Hi I'm looking for a service manual and parts manual for my mf20 loader project. I have finally started the process of bringing this fire damaged machine back to life.

I am having trouble finding out part numbers for things, as well as proper torque specs, timing and ect. 
If anyone has a digital copy of the manuals they can share I'd be grateful. 

For example: I need the 4 hydraulic steering hoses which go to the cylinders. The original hoses were completely burnt. Without the originals to copy I'm stuck.


----------



## thepumpguysc (Jan 25, 2015)

Cant u just take the "ends" to a hydro shop & measure the length w/ a tape?? I would add 2" for good measure.


----------



## SEAN MCDONNELL (Jan 24, 2018)

Thanks for the reply. I have considered doing exactly what you have suggested. I even went as far as calling a few places to get a idea of the cost. I think it will be alot cheaper to buy them pre made. I have found a hose I believe will work on the net but I have no way to verify it without a part number. 
Again, Thanks for the suggestion


----------



## deerhide (Oct 20, 2016)

SEAN MCDONNELL said:


> Hi I'm looking for a service manual and parts manual for my mf20 loader project. I have finally started the process of bringing this fire damaged machine back to life.
> 
> I am having trouble finding out part numbers for things, as well as proper torque specs, timing and ect.
> If anyone has a digital copy of the manuals they can share I'd be grateful.
> ...


Sean,
Those lines and ends might be the same as the MF35 ag. tractor. I will check with my buddy, who used to be the 'parts man' at the MF dealer we worked at back in the '80's.

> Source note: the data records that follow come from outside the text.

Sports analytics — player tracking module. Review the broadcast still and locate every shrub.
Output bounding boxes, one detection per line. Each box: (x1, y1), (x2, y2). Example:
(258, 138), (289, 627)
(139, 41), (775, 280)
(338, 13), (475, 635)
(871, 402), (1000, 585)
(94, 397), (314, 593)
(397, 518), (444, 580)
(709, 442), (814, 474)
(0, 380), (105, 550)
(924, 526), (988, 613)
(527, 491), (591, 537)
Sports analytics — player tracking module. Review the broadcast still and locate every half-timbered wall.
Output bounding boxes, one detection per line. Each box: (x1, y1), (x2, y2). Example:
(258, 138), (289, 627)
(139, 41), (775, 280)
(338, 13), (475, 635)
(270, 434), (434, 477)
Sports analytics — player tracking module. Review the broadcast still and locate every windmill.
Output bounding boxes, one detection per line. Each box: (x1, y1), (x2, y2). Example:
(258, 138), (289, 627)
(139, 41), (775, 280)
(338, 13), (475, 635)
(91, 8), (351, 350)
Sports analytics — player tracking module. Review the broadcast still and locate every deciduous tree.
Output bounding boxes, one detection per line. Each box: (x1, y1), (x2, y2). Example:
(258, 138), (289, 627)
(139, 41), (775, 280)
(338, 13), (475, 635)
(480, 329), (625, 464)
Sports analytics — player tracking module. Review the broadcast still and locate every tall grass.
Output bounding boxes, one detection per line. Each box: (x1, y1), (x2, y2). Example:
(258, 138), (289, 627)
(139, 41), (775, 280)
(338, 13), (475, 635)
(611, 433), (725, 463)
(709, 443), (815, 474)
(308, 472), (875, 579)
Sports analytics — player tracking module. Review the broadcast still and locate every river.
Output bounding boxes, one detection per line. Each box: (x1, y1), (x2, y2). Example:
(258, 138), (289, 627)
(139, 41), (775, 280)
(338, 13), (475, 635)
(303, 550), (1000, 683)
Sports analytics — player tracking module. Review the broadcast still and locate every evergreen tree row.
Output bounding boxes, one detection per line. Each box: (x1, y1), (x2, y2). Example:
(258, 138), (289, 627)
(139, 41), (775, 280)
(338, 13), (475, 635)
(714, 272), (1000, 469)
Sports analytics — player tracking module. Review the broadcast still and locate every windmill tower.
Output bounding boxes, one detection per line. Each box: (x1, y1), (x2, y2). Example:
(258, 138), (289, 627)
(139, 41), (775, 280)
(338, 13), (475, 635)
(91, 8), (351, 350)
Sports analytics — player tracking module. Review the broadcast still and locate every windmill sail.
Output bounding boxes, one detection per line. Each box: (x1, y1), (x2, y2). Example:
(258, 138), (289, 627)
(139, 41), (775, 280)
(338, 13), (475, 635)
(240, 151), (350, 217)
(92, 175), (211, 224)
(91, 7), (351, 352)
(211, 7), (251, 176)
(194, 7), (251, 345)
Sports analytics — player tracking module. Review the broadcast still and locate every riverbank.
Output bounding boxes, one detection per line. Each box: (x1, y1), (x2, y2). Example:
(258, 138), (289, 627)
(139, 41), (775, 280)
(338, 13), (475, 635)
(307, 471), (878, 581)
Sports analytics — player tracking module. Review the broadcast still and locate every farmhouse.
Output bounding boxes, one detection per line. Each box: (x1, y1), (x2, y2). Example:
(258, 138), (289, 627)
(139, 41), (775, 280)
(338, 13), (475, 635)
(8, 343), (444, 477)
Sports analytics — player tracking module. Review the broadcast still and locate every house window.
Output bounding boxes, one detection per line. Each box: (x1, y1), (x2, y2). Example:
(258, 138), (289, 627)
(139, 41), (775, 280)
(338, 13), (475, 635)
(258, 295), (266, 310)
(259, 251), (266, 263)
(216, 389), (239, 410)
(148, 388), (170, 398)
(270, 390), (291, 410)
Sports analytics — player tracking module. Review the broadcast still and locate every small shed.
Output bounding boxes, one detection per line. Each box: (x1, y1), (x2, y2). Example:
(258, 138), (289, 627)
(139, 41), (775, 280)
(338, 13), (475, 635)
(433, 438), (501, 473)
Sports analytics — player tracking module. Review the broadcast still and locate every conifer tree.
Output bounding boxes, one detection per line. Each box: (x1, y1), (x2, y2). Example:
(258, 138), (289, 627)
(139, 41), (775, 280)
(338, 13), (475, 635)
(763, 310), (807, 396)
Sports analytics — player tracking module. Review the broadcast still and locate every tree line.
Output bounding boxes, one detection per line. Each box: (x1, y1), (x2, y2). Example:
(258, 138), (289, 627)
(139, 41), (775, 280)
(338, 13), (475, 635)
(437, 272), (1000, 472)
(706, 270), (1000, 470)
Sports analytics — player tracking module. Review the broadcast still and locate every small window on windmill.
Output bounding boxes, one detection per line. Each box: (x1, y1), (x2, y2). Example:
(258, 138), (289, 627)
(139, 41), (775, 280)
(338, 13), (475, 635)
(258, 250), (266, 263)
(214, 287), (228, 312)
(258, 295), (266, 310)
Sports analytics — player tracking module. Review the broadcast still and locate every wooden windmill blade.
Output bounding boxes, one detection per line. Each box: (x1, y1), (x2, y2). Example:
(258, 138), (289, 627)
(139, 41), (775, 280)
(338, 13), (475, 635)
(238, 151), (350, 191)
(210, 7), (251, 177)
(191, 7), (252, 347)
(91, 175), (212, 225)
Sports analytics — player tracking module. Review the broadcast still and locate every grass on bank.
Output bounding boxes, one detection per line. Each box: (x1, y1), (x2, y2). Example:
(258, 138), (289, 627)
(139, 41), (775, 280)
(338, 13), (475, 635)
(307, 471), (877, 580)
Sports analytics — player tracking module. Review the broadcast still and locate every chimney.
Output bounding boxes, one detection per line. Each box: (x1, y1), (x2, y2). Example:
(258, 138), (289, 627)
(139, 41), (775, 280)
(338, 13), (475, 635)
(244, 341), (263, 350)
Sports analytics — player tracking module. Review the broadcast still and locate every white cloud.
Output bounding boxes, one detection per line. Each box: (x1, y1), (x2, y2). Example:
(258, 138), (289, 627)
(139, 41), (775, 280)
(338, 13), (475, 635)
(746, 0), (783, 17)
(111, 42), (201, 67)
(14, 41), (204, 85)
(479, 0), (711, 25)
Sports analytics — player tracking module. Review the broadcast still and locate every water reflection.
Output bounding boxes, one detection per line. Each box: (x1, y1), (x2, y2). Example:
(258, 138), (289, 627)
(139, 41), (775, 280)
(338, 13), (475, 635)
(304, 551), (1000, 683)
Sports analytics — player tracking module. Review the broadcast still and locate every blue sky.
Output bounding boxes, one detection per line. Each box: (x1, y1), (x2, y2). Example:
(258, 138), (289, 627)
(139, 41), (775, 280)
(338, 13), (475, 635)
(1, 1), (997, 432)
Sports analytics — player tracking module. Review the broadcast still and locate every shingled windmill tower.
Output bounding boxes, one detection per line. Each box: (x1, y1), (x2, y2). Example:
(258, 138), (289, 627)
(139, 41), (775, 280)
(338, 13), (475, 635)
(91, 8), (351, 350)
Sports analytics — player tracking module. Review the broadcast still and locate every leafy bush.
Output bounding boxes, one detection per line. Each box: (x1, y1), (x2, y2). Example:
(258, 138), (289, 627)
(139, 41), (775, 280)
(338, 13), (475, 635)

Long weekend here and they went somewhere...... he will know and likely where you can get them!


----------



## RC Wells (Dec 26, 2008)

Get the real deal from AGCO, here is a list of their part numbers in a PDF: http://fergusontractors.org/nfs/wp-...cal-articles/Tractor-Manual-List-Ordering.pdf

This list of articles would also be of use: http://fergusontractors.org/nfs/technical-articles/


----------



## Hacke (Feb 22, 2011)

For part numbers, you could try the online parts manual.
Contact an AGCO-dealer and get login details (check the region and language):
http://www.agcopartsbooks.com/PartsBooksN/login.aspx?region=NorthAmerica


----------